Google Cloud Pub/Sub gRPC

Note

Google Cloud Pub/Sub provides many-to-many, asynchronous messaging that decouples senders and receivers.

Further information at the official Google Cloud documentation website.

This connector communicates to Pub/Sub via the gRPC protocol. The integration between Apache Pekko Stream and gRPC is handled by Apache Pekko gRPC 1.0. For a connector that uses HTTP for the communication, take a look at the alternative Apache Pekko Connectors Google Cloud Pub/Sub connector.
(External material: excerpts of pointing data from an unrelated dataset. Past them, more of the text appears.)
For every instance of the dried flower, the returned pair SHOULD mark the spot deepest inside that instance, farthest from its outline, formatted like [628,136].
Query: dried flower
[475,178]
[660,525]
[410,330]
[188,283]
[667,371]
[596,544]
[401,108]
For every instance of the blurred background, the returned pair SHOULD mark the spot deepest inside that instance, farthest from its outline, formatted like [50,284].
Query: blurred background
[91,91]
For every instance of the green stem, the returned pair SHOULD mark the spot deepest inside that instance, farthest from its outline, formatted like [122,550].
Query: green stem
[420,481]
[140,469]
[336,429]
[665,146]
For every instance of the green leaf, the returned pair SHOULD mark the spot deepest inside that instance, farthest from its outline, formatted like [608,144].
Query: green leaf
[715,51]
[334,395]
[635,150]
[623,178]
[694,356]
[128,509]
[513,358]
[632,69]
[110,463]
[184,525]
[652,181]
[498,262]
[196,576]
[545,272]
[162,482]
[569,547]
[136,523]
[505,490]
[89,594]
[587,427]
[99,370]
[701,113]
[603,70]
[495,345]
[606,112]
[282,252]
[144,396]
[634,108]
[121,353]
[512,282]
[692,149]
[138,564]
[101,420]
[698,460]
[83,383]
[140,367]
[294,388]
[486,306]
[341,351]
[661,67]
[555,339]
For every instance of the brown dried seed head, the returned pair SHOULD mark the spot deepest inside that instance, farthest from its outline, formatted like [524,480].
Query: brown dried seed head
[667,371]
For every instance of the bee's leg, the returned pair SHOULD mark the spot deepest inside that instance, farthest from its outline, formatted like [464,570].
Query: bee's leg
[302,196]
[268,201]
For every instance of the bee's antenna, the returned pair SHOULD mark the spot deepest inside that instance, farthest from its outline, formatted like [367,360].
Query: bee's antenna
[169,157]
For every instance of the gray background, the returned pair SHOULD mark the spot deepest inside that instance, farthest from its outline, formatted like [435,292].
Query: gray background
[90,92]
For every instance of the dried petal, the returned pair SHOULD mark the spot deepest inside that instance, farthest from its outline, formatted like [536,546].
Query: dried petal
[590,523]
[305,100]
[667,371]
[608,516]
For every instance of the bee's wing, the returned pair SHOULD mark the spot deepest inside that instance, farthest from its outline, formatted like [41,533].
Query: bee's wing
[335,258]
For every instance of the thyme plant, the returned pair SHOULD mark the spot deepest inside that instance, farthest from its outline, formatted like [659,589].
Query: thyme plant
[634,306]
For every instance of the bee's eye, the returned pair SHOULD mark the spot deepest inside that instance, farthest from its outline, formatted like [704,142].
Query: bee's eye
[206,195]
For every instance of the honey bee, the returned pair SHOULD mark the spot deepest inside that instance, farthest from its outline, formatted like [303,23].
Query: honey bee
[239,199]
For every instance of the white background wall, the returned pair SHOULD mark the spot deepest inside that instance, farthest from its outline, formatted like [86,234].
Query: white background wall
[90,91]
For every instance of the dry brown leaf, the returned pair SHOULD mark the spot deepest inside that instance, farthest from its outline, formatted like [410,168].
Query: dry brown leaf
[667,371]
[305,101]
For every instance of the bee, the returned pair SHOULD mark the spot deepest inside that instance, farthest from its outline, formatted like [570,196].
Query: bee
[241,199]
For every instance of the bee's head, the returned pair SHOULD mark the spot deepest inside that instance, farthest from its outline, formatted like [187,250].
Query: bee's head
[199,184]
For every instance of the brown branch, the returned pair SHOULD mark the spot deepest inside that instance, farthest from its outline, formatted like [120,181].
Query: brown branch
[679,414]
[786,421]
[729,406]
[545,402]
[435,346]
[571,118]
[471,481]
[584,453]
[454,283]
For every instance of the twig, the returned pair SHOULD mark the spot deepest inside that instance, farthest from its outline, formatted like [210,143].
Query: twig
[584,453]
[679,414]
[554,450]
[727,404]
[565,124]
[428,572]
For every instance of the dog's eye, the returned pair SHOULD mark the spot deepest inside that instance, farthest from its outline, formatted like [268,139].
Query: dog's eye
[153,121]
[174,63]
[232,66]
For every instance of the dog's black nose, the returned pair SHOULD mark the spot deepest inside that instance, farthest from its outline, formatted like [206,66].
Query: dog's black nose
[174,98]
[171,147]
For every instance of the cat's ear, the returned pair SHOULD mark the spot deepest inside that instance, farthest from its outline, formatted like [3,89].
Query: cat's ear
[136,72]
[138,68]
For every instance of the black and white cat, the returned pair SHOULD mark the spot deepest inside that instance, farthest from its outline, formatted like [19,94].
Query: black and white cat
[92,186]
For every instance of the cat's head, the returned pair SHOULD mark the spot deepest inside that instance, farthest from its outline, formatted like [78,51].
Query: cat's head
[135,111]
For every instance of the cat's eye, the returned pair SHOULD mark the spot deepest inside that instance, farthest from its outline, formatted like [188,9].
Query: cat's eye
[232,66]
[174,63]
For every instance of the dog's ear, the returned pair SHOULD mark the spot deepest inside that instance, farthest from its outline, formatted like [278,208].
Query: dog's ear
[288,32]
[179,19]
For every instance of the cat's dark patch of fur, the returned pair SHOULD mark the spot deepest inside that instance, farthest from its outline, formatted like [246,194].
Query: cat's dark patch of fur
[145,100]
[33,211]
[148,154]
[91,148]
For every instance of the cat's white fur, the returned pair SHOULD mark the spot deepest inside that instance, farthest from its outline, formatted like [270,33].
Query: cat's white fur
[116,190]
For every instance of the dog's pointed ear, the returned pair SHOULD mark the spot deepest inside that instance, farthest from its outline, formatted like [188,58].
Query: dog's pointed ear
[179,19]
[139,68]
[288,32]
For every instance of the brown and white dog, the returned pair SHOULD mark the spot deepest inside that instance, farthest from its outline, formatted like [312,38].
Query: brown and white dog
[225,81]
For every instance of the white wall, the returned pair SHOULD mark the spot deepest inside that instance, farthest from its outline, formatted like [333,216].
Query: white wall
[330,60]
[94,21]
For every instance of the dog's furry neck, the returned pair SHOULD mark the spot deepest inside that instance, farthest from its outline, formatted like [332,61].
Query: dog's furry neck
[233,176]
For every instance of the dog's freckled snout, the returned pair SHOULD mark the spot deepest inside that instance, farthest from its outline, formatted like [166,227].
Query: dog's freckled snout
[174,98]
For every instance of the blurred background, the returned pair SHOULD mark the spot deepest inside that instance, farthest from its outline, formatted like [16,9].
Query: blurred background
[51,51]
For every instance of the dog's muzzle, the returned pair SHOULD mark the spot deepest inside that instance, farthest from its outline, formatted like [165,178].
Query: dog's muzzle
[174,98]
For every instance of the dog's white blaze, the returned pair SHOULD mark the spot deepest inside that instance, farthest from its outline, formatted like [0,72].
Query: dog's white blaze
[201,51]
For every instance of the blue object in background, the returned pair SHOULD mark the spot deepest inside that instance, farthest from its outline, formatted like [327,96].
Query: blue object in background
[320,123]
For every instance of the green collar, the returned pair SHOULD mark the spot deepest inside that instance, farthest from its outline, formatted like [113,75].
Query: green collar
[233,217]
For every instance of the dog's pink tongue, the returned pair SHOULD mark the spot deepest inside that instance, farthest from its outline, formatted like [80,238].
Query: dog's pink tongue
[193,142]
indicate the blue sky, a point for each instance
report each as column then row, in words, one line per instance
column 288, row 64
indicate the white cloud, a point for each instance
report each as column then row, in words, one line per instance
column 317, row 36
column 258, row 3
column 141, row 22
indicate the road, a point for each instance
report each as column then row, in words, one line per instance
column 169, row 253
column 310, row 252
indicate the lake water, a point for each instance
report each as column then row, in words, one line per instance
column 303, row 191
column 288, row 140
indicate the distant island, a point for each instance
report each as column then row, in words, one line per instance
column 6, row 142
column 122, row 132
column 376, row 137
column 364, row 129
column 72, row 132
Project Info: Apache Pekko Connectors Google Cloud PubSub (gRPC)
Artifact
org.apache.pekko
pekko-connectors-google-cloud-pub-sub-grpc
1.0.2
JDK versions
OpenJDK 8
OpenJDK 11
OpenJDK 17
Scala versions2.13.13, 2.12.19, 3.3.3
JPMS module namepekko.stream.connectors.google.cloud.pubsub.grpc
License
API documentation
Forums
Release notesGitHub releases
IssuesGithub issues
Sourceshttps://github.com/apache/pekko-connectors

Artifacts

Apache Pekko gRPC uses Apache Pekko Discovery internally. Make sure to add Apache Pekko Discovery with the same Apache Pekko version that the application uses.

sbt
val PekkoVersion = "1.0.2"
libraryDependencies ++= Seq(
  "org.apache.pekko" %% "pekko-connectors-google-cloud-pub-sub-grpc" % "1.0.2",
  "org.apache.pekko" %% "pekko-stream" % PekkoVersion,
  "org.apache.pekko" %% "pekko-discovery" % PekkoVersion
)
Maven
<properties>
  <pekko.version>1.0.2</pekko.version>
  <scala.binary.version>2.13</scala.binary.version>
</properties>
<dependencies>
  <dependency>
    <groupId>org.apache.pekko</groupId>
    <artifactId>pekko-connectors-google-cloud-pub-sub-grpc_${scala.binary.version}</artifactId>
    <version>1.0.2</version>
  </dependency>
  <dependency>
    <groupId>org.apache.pekko</groupId>
    <artifactId>pekko-stream_${scala.binary.version}</artifactId>
    <version>${pekko.version}</version>
  </dependency>
  <dependency>
    <groupId>org.apache.pekko</groupId>
    <artifactId>pekko-discovery_${scala.binary.version}</artifactId>
    <version>${pekko.version}</version>
  </dependency>
</dependencies>
Gradle
def versions = [
  PekkoVersion: "1.0.2",
  ScalaBinary: "2.13"
]
dependencies {
  implementation "org.apache.pekko:pekko-connectors-google-cloud-pub-sub-grpc_${versions.ScalaBinary}:1.0.2"
  implementation "org.apache.pekko:pekko-stream_${versions.ScalaBinary}:${versions.PekkoVersion}"
  implementation "org.apache.pekko:pekko-discovery_${versions.ScalaBinary}:${versions.PekkoVersion}"
}

The table below shows direct dependencies of this module and the second tab shows all libraries it depends on transitively.

Binary compatibility

Warning

This connector contains code generated from Protobuf files which is bound to Apache Pekko gRPC 1.0. This makes it NOT binary-compatible with later versions of Apache Pekko gRPC. You can not use a different version of Apache Pekko gRPC within the same JVM instance.

Build setup

The Apache Pekko Connectors Google Cloud Pub/Sub gRPC library contains the classes generated from Google’s protobuf specification.

ALPN on JDK 8

HTTP/2 requires ALPN negotiation, which comes with the JDK starting with version 8u251.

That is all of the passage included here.